Amid a shifting cast of characters and conflicting statements about plans and funding for FEMA, two things are finally becoming clear. 

David Richardson, the acting head of the Federal Emergency Management Agency (FEMA), told staffers two weeks ago he was surprised to learn there is an annual hurricane season. The Trump administration put out a statement saying Richardson was joking, but Reuters quoted staffers as saying he seemed serious. And the Wall Street Journal separately reported that Richardson, who had no experience in disaster management when he was named to the job in May, has been surprised to learn of the breadth of FEMA's responsibilities.

Richardson's confusion comes on top of a whole lot of other confusion at the agency — an announcement promising a new disaster management plan, then an announcement that there will be no new plan this year; disaster recovery grants delayed, then provided, but only on an ad hoc basis; and a whole lot of mutating policy statements about scaling back or even eliminating the agency.

How do we make sense of all that?

I've been waiting and watching to try to understand what's going on and how it might affect insurers that provide coverage for disasters, and I think two things have finally become clear. 

One is good for insurers. One is bad for them. Both are bad for homeowners and other policyholders.

Richardson was named acting administrator at FEMA after his predecessor was fired, apparently, for telling Congress FEMA should continue to exist. That suggests strongly that the Trump administration's sometimes conflicting statements do reflect a plan to drastically scale back or even eliminate FEMA and the assistance it provides following natural disasters. 

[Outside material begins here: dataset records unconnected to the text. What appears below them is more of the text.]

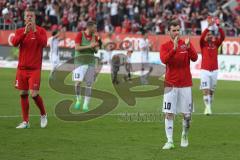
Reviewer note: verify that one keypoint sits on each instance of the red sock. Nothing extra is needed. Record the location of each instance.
(39, 102)
(25, 107)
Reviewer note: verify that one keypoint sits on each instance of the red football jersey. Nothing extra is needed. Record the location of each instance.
(209, 50)
(177, 63)
(30, 47)
(78, 39)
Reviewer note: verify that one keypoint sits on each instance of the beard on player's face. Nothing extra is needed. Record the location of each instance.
(29, 17)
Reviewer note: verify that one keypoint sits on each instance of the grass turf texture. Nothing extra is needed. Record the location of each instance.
(117, 137)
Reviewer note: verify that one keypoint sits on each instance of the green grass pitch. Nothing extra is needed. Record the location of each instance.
(115, 136)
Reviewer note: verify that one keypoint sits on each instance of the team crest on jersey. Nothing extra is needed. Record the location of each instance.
(211, 46)
(183, 47)
(16, 84)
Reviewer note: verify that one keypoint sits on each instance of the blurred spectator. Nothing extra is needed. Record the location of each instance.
(128, 16)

Richardson said back in May that states would have to bear 50% of the cost of disaster recovery, up from the previous 25%. More recently, Trump has said he will mostly wind down FEMA, although not until after hurricane season.

Under the Constitution, only Congress can abolish an agency such as FEMA, and the executive branch is required by law to spend the funds that Congress allocates, but the Republican-controlled Congress has shown no inclination to push back against Trump's assertions of authority. Even if Congress suddenly reclaimed its authority, Trump has considerable executive power to deny or at least delay grants to states and to fire FEMA officials who stand in his way.

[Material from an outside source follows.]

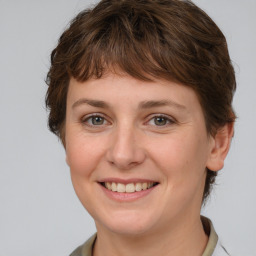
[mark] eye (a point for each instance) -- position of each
(95, 120)
(160, 121)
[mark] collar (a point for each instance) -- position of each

So he is making the federal government an unreliable backstop for people and communities facing calamities. That uncertainty will hang over FEMA even if Democrats retake control of one or both houses of Congress in the mid-term elections or if the next president takes a more traditional view of FEMA's role in disaster recovery.

The step backward by the federal government will hurt property holders — and my heart is always with those suffering from natural disasters — but will, in fact, help insurers. Property holders now carry more risk than they did pre-Trump, and they're going to want to lay off some — maybe even a lot — of that risk with insurers. 

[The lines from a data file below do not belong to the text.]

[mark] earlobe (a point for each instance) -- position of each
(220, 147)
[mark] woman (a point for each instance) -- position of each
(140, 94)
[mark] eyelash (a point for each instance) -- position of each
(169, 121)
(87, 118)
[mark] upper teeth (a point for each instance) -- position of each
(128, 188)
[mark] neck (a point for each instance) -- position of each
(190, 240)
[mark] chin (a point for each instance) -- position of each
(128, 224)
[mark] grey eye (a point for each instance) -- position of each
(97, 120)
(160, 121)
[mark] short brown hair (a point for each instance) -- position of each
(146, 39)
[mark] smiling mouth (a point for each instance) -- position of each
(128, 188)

Even state governments, strapped for funds, may turn to private insurers for help with the risk the federal government is handing to them. (The Trump administration line is that states are being "empowered" to do more about disaster recovery, but states don't seem to see things quite the same way.)

The second thing that has become clear about Trump's FEMA is rough both for policyholders and for insurers. It is that Trump has little or no interest in a program called Building Resilient Infrastructure and Communities. 

The program has long been used to help areas hit by disasters make themselves less vulnerable to future catastrophes, and it meshes — or meshed — with the Predict & Prevent movement in the insurance industry. 

Groups such as the Insurance Institute for Business & Home Safety have been promoting standards such as Fortified roofs, and insurers have been working with communities to help prepare them for wildfires, hurricanes and other natural disasters. The expectation has been that the federal government would at least be some sort of partner, providing expertise and a fair amount of funding. Not any more.